Production du studio A-1 Pictures (Blue Exorcist, Sword Art Online, Silver Spoon, Seven Deadly Sins, Idolm@ster…), et diffusé dans la fameuse case télévisuelle noitaminA de Fuji TV, KimiUso est arrivé, chez nous, par le biais de la diffusion en simulcast proposée par Wakanim.

 A l’origine on trouve un manga dessiné et écrit par Naoshi ARAKAWA, qui s’est terminé depuis peu en 11 tomes au Japon, et est publié, en France, par les éditions Ki-oon.

Le pitch de la série est assez simple à résumer : Kôsei est un enfant virtuose du piano méprisé par les gens qui voient en lui un robot, qui se retrouve incapable de jouer le jour à sa mère décède.

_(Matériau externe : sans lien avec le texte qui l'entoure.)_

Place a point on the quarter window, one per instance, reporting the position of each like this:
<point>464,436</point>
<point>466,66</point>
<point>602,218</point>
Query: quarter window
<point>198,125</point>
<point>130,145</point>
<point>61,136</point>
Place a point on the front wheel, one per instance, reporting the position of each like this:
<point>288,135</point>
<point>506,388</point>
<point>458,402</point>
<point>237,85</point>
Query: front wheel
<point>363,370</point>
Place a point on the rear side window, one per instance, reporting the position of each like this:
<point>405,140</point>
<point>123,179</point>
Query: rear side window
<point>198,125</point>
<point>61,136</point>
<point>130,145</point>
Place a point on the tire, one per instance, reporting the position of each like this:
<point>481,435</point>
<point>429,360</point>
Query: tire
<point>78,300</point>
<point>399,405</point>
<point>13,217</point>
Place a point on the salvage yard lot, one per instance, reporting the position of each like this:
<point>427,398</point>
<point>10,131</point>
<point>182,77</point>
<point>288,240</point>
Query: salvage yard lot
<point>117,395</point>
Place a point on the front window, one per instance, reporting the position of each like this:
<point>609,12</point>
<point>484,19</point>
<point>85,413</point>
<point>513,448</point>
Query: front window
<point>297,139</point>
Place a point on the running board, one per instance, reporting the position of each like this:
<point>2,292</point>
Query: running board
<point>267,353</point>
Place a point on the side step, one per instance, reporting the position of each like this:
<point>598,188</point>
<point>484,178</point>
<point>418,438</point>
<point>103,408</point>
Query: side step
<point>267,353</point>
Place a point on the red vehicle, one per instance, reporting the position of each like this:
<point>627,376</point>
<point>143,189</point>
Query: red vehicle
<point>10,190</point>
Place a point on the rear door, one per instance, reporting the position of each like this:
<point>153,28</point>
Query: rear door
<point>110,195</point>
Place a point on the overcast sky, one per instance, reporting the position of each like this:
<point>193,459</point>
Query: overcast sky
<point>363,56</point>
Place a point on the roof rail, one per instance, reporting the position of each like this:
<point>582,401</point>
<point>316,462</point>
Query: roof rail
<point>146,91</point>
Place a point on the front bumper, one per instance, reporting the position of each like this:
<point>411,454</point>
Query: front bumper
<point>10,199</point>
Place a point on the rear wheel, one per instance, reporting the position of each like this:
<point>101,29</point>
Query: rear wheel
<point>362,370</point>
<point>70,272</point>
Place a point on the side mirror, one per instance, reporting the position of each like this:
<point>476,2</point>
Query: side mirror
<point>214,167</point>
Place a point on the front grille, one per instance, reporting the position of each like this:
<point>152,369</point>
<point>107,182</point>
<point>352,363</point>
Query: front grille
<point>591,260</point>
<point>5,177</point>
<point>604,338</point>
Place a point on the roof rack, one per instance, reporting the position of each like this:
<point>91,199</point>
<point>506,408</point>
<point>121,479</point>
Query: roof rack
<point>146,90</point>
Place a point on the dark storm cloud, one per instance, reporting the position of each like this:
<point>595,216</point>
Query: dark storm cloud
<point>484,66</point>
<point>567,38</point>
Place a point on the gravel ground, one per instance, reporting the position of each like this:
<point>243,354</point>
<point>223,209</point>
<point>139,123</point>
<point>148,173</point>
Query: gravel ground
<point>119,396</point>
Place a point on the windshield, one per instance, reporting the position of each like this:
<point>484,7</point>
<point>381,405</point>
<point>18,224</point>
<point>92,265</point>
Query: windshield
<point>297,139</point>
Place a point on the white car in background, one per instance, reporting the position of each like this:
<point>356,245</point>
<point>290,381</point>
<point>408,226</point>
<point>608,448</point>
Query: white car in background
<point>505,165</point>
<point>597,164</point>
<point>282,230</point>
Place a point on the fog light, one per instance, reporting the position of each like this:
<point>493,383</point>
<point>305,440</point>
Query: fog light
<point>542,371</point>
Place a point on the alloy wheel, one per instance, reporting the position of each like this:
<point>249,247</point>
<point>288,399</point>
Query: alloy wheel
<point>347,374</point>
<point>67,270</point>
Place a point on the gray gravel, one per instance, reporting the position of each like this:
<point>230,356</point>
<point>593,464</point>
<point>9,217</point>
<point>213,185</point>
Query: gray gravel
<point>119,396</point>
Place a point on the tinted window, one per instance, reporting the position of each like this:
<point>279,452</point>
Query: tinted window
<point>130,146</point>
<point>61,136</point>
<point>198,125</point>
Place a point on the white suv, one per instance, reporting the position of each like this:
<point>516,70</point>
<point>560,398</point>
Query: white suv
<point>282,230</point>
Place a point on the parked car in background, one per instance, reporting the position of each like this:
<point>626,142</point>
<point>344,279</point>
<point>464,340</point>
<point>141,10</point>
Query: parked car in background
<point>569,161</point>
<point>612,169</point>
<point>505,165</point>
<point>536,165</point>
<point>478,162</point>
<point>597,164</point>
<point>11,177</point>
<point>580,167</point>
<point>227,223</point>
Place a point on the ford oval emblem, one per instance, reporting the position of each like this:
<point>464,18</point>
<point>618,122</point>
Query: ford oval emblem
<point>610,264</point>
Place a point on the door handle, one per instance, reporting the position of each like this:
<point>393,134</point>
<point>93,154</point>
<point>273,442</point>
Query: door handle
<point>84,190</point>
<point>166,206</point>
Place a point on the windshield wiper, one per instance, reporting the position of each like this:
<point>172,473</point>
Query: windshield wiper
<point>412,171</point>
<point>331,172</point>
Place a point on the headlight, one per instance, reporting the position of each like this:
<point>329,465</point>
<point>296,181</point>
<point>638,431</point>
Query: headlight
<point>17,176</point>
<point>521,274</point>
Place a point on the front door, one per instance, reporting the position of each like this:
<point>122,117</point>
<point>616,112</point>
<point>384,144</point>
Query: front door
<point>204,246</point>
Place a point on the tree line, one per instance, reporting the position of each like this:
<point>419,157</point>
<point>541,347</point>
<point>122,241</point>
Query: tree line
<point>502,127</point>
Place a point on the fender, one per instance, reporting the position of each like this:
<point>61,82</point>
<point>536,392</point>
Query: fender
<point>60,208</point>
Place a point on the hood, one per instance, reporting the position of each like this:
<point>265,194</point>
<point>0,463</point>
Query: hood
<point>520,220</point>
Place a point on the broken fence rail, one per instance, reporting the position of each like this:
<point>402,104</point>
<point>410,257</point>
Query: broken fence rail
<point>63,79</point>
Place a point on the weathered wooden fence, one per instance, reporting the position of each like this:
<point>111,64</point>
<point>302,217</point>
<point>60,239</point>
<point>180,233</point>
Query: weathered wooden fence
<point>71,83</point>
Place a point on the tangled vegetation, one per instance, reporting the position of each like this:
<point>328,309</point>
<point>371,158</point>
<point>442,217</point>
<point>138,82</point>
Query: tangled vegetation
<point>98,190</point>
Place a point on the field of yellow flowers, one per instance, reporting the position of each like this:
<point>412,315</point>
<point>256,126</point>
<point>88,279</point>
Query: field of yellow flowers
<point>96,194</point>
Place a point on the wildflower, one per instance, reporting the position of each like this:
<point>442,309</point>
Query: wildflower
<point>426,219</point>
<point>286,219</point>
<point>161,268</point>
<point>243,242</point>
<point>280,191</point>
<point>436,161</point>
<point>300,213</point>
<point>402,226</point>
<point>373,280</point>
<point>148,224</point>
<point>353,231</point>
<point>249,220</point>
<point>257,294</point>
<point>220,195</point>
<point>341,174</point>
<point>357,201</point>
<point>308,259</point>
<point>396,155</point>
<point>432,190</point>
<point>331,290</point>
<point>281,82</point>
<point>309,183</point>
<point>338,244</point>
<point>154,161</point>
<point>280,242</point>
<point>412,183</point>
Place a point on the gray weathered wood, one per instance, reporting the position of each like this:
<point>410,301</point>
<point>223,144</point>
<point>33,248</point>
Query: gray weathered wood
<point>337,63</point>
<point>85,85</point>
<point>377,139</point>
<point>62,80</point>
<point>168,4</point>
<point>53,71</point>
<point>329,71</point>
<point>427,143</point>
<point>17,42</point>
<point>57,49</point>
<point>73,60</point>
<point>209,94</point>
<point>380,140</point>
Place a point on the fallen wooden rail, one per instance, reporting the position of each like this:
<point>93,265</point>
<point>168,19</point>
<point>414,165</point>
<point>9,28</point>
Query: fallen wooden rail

Ayant fait un trait sur sa carrière de pianiste, il coule des jours paisibles mais sans relief auprès de ses deux amis d’enfance : Tsubaki et Ryôta.
C’est alors qu’il fait la rencontre de Kaori qui se dit amoureuse de Ryôta (beau gosse pas tenté, et dragueur invétéré).
Cette rencontre va tout changer pour Kôsei. Kaori, violoniste de grand talent, lui montre qu’il est possible d’avoir une autre approche de la musique, et, petit à petit, le réconcilie avec ses fantômes…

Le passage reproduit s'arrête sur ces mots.